[<prev] [next>] [<thread-prev] [thread-next>] [day] [month] [year] [list]
Message-ID: <3cc37927-538e-ae7d-27bc-45aaabe06b3a@redhat.com>
Date: Tue, 17 Nov 2020 16:38:52 +0100
From: David Hildenbrand <david@...hat.com>
To: Oscar Salvador <osalvador@...e.de>
Cc: mhocko@...nel.org, linux-kernel@...r.kernel.org,
linux-mm@...ck.org, vbabka@...e.cz, pasha.tatashin@...een.com
Subject: Re: [RFC PATCH 3/3] mm,memory_hotplug: Allocate memmap from the added
memory range
On 22.10.20 14:58, Oscar Salvador wrote:
> Physical memory hotadd has to allocate a memmap (struct page array) for
> the newly added memory section. Currently, alloc_pages_node() is used
> for those allocations.
>
> This has some disadvantages:
> a) an existing memory is consumed for that purpose
> (eg: ~2MB per 128MB memory section on x86_64)

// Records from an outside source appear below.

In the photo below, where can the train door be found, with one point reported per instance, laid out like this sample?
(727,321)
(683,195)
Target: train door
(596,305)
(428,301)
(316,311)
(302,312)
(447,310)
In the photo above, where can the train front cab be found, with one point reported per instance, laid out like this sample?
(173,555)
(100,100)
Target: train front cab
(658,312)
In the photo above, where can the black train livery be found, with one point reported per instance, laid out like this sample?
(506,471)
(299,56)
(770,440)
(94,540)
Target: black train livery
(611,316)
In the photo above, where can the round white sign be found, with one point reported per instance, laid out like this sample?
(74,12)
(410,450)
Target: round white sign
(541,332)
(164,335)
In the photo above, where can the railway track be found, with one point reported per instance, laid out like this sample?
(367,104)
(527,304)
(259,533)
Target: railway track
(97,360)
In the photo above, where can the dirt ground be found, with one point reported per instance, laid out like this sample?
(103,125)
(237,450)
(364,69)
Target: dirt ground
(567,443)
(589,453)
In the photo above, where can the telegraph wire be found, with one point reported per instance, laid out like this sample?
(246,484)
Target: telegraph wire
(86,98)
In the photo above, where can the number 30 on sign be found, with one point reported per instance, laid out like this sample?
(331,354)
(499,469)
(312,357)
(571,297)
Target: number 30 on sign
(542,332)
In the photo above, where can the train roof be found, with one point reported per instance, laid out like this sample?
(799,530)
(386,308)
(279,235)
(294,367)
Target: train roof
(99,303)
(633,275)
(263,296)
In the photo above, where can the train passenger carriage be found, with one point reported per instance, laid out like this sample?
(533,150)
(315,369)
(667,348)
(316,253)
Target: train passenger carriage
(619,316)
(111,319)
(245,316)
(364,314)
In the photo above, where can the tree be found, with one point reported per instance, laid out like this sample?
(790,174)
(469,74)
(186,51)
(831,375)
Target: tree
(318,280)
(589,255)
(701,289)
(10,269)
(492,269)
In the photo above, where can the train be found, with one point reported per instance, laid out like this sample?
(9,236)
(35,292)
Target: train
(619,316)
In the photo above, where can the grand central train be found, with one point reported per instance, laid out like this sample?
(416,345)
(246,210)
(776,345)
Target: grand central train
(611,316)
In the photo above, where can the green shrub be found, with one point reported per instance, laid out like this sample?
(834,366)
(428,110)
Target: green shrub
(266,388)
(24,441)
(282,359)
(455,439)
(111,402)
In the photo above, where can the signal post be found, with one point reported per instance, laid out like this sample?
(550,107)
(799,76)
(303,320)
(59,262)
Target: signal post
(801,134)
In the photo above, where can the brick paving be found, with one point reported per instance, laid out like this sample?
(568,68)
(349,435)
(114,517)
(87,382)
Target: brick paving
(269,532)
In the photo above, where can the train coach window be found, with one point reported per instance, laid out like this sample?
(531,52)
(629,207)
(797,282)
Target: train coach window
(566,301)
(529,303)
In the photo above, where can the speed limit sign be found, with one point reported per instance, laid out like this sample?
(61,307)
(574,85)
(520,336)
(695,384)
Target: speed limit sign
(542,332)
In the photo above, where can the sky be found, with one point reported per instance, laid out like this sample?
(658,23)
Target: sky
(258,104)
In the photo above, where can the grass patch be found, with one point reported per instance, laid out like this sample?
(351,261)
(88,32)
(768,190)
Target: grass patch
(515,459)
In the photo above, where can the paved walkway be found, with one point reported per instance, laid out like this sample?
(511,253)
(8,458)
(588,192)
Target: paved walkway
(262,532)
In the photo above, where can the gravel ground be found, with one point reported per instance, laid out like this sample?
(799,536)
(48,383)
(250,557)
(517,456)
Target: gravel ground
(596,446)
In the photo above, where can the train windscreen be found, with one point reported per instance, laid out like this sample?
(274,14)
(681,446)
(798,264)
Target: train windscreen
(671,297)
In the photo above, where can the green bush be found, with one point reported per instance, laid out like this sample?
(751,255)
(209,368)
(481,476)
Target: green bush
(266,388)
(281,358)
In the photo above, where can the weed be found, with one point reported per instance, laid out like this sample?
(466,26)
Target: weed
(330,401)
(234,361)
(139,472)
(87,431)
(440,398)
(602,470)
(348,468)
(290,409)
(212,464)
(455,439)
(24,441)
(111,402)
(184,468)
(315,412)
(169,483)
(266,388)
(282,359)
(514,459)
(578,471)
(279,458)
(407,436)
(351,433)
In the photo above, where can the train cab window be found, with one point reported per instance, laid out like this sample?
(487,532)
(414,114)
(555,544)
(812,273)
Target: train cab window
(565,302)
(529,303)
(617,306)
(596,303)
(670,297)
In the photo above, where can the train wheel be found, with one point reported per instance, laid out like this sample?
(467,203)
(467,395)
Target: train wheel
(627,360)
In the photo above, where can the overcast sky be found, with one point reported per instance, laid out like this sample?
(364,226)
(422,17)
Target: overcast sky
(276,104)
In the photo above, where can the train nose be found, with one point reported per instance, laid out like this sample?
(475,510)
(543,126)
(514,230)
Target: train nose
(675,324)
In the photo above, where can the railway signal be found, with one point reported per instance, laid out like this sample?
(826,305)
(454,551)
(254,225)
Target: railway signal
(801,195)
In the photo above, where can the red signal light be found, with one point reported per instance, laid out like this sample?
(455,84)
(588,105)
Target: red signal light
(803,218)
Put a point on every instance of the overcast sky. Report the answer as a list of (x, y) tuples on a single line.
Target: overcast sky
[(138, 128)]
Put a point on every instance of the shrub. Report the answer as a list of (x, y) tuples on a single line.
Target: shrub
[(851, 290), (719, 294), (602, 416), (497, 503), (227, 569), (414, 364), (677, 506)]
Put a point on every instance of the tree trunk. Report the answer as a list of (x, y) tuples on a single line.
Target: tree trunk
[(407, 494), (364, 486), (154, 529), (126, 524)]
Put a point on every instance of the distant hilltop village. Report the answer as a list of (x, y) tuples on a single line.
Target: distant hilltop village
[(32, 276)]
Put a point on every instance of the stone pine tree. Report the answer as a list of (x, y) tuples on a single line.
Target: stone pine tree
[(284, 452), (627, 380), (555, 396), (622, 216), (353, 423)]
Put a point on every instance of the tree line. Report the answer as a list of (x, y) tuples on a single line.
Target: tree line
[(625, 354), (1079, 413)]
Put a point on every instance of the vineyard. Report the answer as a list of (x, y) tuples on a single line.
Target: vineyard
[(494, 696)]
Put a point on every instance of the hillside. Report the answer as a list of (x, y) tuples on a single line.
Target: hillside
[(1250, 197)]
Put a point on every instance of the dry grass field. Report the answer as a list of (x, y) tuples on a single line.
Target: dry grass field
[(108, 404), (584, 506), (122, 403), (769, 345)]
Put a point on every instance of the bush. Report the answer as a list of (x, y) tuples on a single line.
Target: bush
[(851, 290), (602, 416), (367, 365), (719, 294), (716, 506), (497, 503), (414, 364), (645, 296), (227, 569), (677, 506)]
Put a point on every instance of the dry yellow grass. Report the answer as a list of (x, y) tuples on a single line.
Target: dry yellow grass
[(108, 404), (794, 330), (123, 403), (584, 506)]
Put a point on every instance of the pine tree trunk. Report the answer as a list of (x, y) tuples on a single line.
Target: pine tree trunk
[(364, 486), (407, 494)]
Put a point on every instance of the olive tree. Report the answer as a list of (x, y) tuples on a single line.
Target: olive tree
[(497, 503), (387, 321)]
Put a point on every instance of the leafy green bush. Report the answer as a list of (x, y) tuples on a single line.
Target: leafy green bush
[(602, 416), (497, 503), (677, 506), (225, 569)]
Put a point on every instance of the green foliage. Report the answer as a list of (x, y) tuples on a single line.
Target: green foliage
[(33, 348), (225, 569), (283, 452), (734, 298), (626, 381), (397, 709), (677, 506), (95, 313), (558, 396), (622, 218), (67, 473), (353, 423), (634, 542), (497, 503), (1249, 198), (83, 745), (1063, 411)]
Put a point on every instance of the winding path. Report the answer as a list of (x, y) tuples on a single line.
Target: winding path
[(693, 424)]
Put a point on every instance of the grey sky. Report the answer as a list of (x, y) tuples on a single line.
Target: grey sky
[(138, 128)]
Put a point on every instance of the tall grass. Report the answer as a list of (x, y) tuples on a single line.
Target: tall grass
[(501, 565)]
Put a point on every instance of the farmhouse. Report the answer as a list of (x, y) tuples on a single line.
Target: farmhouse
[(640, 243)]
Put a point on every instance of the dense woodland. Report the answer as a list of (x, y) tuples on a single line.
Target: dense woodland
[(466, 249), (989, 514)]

> b) if the whole node is movable then we have off-node struct pages
> which has performance drawbacks.
> c) It might be there are no PMD_ALIGNED chunks so memmap array gets
> populated with base pages.
>
> This can be improved when CONFIG_SPARSEMEM_VMEMMAP is enabled.
>
> Vmemap page tables can map arbitrary memory.

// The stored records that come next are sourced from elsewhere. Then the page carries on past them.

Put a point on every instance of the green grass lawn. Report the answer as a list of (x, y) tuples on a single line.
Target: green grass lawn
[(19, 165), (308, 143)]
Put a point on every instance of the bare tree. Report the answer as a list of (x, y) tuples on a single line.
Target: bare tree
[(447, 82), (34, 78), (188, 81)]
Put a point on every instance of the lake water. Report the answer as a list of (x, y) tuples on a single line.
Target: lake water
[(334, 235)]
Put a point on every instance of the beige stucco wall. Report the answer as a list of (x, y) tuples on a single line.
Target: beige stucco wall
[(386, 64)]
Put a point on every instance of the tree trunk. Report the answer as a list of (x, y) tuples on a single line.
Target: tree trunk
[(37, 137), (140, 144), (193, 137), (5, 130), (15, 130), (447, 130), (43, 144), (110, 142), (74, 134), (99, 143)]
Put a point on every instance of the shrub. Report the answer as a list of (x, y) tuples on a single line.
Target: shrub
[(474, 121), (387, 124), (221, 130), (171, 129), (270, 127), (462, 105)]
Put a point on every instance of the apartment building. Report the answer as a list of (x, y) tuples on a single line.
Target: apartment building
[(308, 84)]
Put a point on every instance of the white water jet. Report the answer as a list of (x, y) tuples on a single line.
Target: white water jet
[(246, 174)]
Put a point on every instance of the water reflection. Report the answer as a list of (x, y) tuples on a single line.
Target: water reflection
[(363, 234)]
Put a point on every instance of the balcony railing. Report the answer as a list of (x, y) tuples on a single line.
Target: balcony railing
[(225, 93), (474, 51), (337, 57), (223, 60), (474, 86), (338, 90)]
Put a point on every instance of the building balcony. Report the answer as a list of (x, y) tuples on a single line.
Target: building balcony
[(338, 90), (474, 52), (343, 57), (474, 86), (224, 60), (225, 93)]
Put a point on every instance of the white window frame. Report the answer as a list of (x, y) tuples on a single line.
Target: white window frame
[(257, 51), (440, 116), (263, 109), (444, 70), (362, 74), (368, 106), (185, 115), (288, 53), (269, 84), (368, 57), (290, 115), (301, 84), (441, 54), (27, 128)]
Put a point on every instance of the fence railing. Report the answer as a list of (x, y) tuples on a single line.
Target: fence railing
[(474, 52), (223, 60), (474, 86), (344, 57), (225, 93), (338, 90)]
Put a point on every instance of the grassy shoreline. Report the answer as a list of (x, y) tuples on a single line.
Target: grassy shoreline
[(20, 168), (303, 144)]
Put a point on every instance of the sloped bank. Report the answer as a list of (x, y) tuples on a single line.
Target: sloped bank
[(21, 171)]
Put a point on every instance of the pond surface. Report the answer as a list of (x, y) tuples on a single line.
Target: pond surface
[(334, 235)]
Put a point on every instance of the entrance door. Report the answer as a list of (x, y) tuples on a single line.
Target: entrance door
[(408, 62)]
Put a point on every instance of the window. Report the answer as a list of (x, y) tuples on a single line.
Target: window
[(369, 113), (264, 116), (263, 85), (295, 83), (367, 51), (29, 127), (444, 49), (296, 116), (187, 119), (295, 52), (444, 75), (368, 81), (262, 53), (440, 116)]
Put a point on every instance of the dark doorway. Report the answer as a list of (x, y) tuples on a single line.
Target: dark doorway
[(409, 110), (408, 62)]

> That means that we can simply use the beginning of each memory section and
> map struct pages there.
> struct pages which back the allocated space then just need to be treated
> carefully.
>
> Implementation wise we will reuse vmem_altmap infrastructure to override
> the default allocator used by __populate_section_memmap. Once the memmap is
> allocated, we are going to need a way to mark altmap pfns used for the allocation.
> If MHP_MEMMAP_ON_MEMORY flag was passed, we will set up the layout of the
> altmap structure in add_memory_resouce(), and then we will call
> mhp_mark_vmemmap_pages() to properly mark those pages.
>
> Online/Offline:
>
> In the memory_block structure, a new field is created in order to
> store the number of vmemmap_pages.
> Having that around simplifies things a lot since in {online/offline}_pages
> we can know how much we have to skip forward until we have the first non-
> vmemmap page, for operations like isolation/migration/initialization.
>
> Hot-remove:
>
> If the range was using memmap on memory (aka vmemmap pages),
> we construct an altmap structure so free_hugepage_table does
> the right thing and calls vmem_altmap_free instead of
> free_pagetable.
>
Sorry for the late replay, fairly busy with all kinds of things.
[...]
> diff --git a/drivers/acpi/acpi_memhotplug.c b/drivers/acpi/acpi_memhotplug.c
> index b02fd51e5589..6b57bf90ca72 100644
> --- a/drivers/acpi/acpi_memhotplug.c
> +++ b/drivers/acpi/acpi_memhotplug.c
> @@ -195,7 +195,7 @@ static int acpi_memory_enable_device(struct acpi_memory_device *mem_device)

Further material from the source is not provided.